Sequential causal effect estimation has recently attracted increasing attention from research and industry. While the existing models have achieved many successes, there are still many limitations. Existing models usually assume the causal graphs to be sufficient, i.e., there are no latent factors, such as the unmeasured confounders and instrumental variables. However, in real-world scenarios, it is hard to record all of the factors in the observational data, which makes the causally sufficient assumptions not hold. Moreover, existing models mainly focus on discrete treatments rather than continuous ones.
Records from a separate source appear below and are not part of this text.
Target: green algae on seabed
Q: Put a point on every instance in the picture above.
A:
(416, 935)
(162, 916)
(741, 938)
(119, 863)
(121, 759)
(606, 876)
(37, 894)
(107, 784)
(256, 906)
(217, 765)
To alleviate the above problems, in this paper, we propose a novel C ontinous C ausal M odel by explicitly capturing the L atent F actors (called C

$^{2}$

M-LF for short). Specifically, we define a sequential causal graph by simultaneously considering the unmeasured confounders and instrumental variables. Second, we describe the independence that should be satisfied among different variables from the mutual information perspective and further propose our learning objective. Then, we reweight different samples in the continuous treatment space to optimize our model unbiasedly. Beyond the above designs, we also theoretically analyze our model’s causal identifiability and unbiasedness. Finally, we conduct extensive experiments on both simulation and real-world datasets to demonstrate the effectiveness of our proposed model.

查看原文本刊更多论文

用未测量混杂因素和工具变量联合建模的顺序因果效应估计

序列因果效应估计近年来越来越受到学术界和工业界的关注。虽然现有的模型取得了许多成功，但仍然存在许多局限性。现有模型通常假设因果图是充分的，即不存在潜在因素，如未测量的混杂因素和工具变量。然而，在现实世界中，很难记录观测数据中的所有因素，这使得因果充分的假设不成立。此外，现有的模型主要侧重于离散处理，而不是连续处理。为了缓解上述问题，本文通过明确捕获潜在因素（简称C$^{2}$ 200 - lf），提出了一种新的连续因果模型。具体来说，我们通过同时考虑未测量的混杂因素和工具变量来定义顺序因果图。其次，我们从互信息的角度描述了不同变量之间应满足的独立性，并进一步提出了我们的学习目标。然后，我们在连续处理空间中对不同样本进行重加权，以无偏地优化我们的模型。除了上述设计，我们还从理论上分析了我们的模型的因果可识别性和无偏性。最后，我们在模拟和现实世界的数据集上进行了广泛的实验，以证明我们提出的模型的有效性。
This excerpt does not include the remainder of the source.